30. Mai 2022 | Hauptkirche St. Michaelis, Hamburg

Vokationsgottesdienst

30. Mai 2022 von Kirsten Fehrs

Predigt von Bischöfin Kirsten Fehrs zu Genesis 12,1-4

Liebe zu Vozierende, also: liebe Lehrerinnen und Lehrer,

liebe Familien, liebe Freundinnen und Freunde, liebe Festgemeinde,

endlich! Endlich feiern wir ihn: Ihren Vokationsgottesdienst. Ich freue mich von Herzen, dieses besondere Ereignis mit Ihnen zu teilen und Sie kennenlernen zu dürfen. Einige von Ihnen sind ja bereits anderthalb Jahre im Schuldienst; das muss für Sie ein herausfordernder Einstieg gewesen sein, so ganz anders als geplant und erhofft. Umso schöner ist es, dass wir heute im Michel alle einen Moment innehalten und alle segnen, die, die schon unterwegs sind und die, die gerade loslegen.

Und so ist dieser besondere Gottesdienst auch eine Gelegenheit, meine große Anerkennung loszuwerden dafür, was Sie tagtäglich leisten – nicht allein indem Sie Schüler:innen unterrichten, sondern mit ihnen ja auch innerlich einen Weg gehen und sie stärken, trösten und sich intensiv auseinandersetzen.

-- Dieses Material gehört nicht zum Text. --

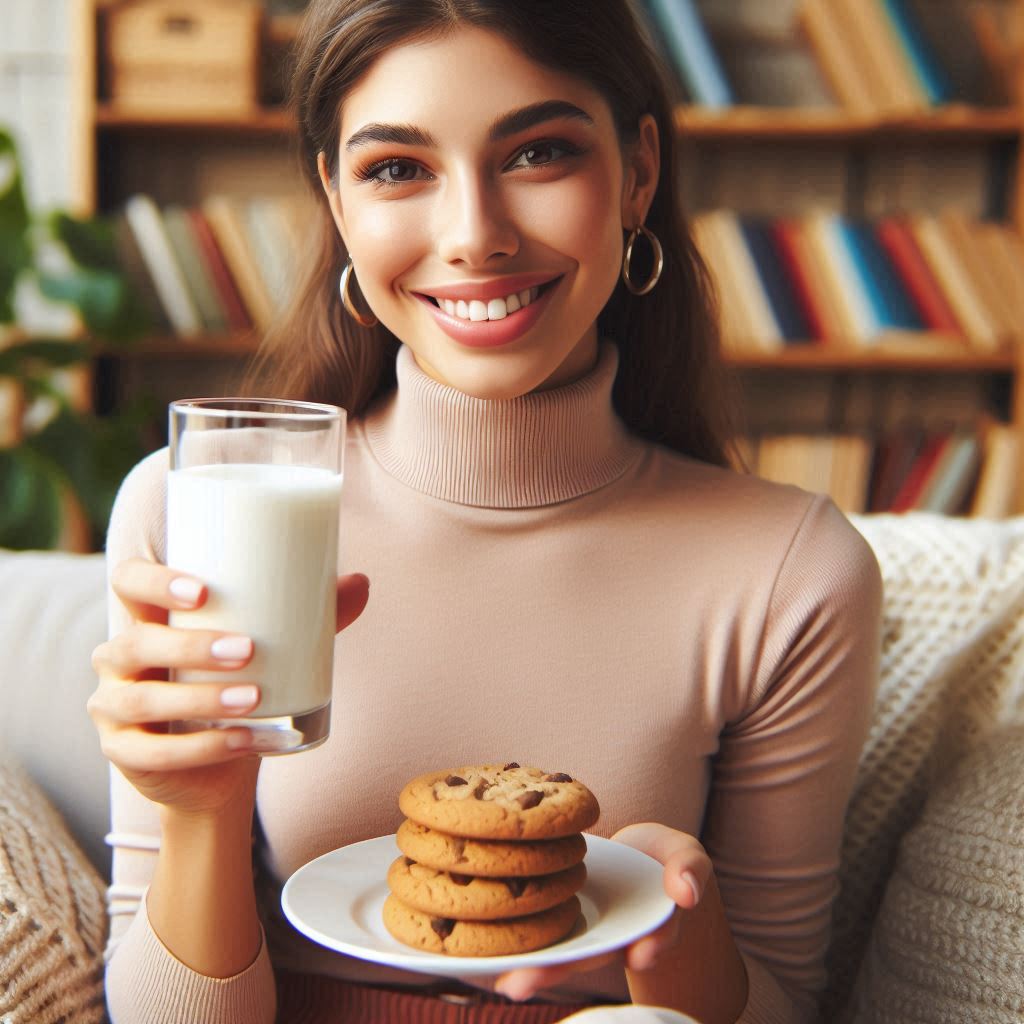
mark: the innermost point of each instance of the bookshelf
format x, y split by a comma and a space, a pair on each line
182, 159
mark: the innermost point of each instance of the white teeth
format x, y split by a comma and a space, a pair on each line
476, 310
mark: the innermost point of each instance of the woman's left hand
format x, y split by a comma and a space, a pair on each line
686, 876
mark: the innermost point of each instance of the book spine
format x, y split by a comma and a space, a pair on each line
922, 58
937, 314
692, 52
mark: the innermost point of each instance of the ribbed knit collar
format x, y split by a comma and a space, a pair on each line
540, 449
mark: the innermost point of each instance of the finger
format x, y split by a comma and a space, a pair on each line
644, 952
148, 590
137, 750
526, 982
145, 645
353, 592
687, 866
136, 704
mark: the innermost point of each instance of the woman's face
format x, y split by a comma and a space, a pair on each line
482, 198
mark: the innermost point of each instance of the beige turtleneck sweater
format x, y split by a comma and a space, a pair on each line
698, 646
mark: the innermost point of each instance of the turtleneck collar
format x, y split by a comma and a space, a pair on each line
540, 449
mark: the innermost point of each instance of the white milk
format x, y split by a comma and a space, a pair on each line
264, 539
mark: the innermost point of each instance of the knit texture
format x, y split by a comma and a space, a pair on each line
52, 916
948, 945
952, 671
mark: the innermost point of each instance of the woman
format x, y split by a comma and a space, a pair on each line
565, 570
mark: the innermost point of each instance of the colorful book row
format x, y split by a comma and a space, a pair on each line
216, 268
825, 278
873, 57
907, 469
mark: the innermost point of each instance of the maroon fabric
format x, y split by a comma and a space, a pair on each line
307, 998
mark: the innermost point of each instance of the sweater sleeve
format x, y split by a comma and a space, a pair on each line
145, 983
784, 768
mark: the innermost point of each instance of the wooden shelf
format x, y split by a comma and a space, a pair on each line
267, 121
899, 358
756, 122
241, 344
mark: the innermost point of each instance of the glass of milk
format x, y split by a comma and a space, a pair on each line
253, 499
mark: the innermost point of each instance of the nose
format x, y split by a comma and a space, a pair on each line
474, 225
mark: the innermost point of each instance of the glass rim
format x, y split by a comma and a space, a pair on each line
259, 409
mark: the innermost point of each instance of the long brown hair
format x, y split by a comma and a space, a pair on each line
671, 387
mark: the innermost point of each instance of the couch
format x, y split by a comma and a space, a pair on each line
929, 923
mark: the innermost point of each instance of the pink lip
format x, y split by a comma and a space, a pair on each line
484, 291
489, 334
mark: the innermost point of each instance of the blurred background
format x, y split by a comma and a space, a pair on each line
850, 170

Sie haben meinen vollen Respekt und ehrlich – gerade in diesen Zeiten, in denen eine Krise die andere jagt, ist es alle Hochachtung wert, dass und wie Sie für unsere ganze Gesellschaft diesen wertvollen, persönlichen Einsatz leisten. Eben indem Sie denen Aufmerksamkeit und Begleitung schenken, die in der Pandemie in besonderer Weise gelitten haben und ja immer noch mit den Folgen kämpfen: die Kinder und Jugendlichen. Und indem Sie deren Fragen, Zweifel und Ängste ansprechbar machen, ihre Nöte erkennen und manch aufgewühlte Seele auffangen.

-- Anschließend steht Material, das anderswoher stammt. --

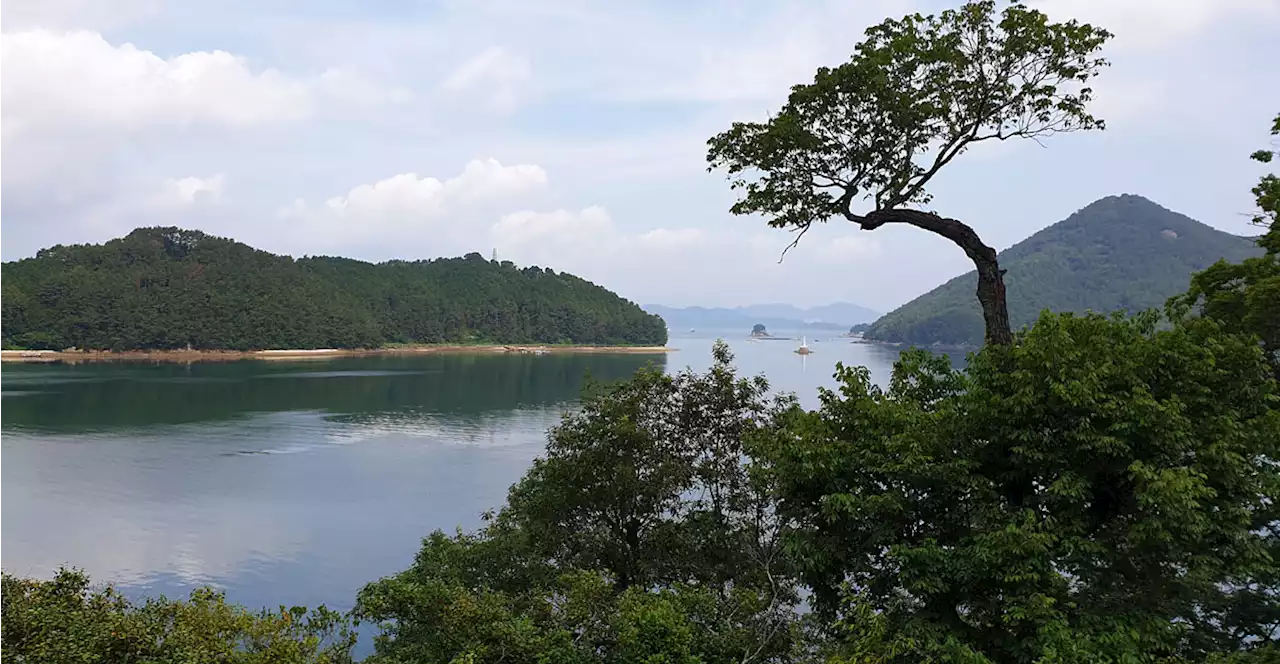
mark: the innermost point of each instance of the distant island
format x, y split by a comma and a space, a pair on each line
174, 289
831, 317
1119, 253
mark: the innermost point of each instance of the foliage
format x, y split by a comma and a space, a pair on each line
917, 92
1246, 296
64, 621
1119, 253
167, 288
640, 536
1098, 491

Gerade im Religionsunterricht ist das wohl so. Als ich kürzlich in der Wichernschule war, um den Schüler:innen zuzuhören und mit ihnen gemeinsam über den Ukrainekrieg zu sprechen, ist mir noch einmal deutlich geworden, wie tief dieser Krieg die Jugendlichen berührt. Noch gar nicht erholt von der einen großen Krise, bewegen sie Ängste vor einem Krieg auch hier bei uns. Was wird werden, fragten sie. Was oder wer hält einen fest? Wie ist das Böse zu verstehen? Warum dieses Leid? Wie kann ich Hoffnung bekommen und die Träume von einer besseren – und klimagerechteren Welt nicht verlieren? Aber auch dies war ihnen wichtig, an mich zu adressieren: dass die Wahrheit einen frei macht. Dass Lüge und Demokratie nicht zusammengehen. Und wie wertvoll Nachbarschaft und Flüchtlingshilfe sind. Und dass der größte Sinn in der Liebe liegt.

Sie werden dies alles genau kennen. Im Religionsunterricht geht‘s ums Ganze, ums ganze Leben. Um die existentiellen Fragen. Um die Dinge hinter den Dingen mit all den Schönheiten und Wundern, Rätseln und Traurigkeiten. Und so ist es gerade in diesem Fach – und allemal mit dem interreligiösen Ansatz Hamburgs – eine riesige Herausforderung, die Schüler:innen eben nicht allein kundig zu machen, religionskundig. Es geht nicht allein darum, was diese oder jene Religion für Traditionen und Brauchtümer pflegt. Sondern auch darum, was sie glaubt und bekennt, was ihre je eigene Wahrheit ist und was sie für das Leben austrägt. Fürs wirkliche, fürs ganze Leben.

Nicht umsonst eine Vokation – die ich nur vordergründig als Unterrichtserlaubnis verstehe. (Mir klingt das ehrlich gestanden viel zu behördlich, zu sehr nach Institution.) Nein, in dem Verb vocare spiegelt sich die Vielfalt. Berufen zu sein, steckt darin, mit aller Freiheit, was dies für Sie ganz persönlich bedeutet oder auch nicht bedeutet. Berufen, um zu locken, zu reizen, herauszufordern. Vozierende oder auch: Provozierende sind wir. Von Christus herausgerufen, alte Wege zu verlassen und neue zu finden. Allemal in einer säkularen Welt, in der die meisten nur noch einen gebrochenen Zugang zur Religion haben. Dennoch ist, so glaube ich, die Segenssehnsucht bei jungen Menschen groß. Die Sehnsucht nach Schutz und seelischem Obdach.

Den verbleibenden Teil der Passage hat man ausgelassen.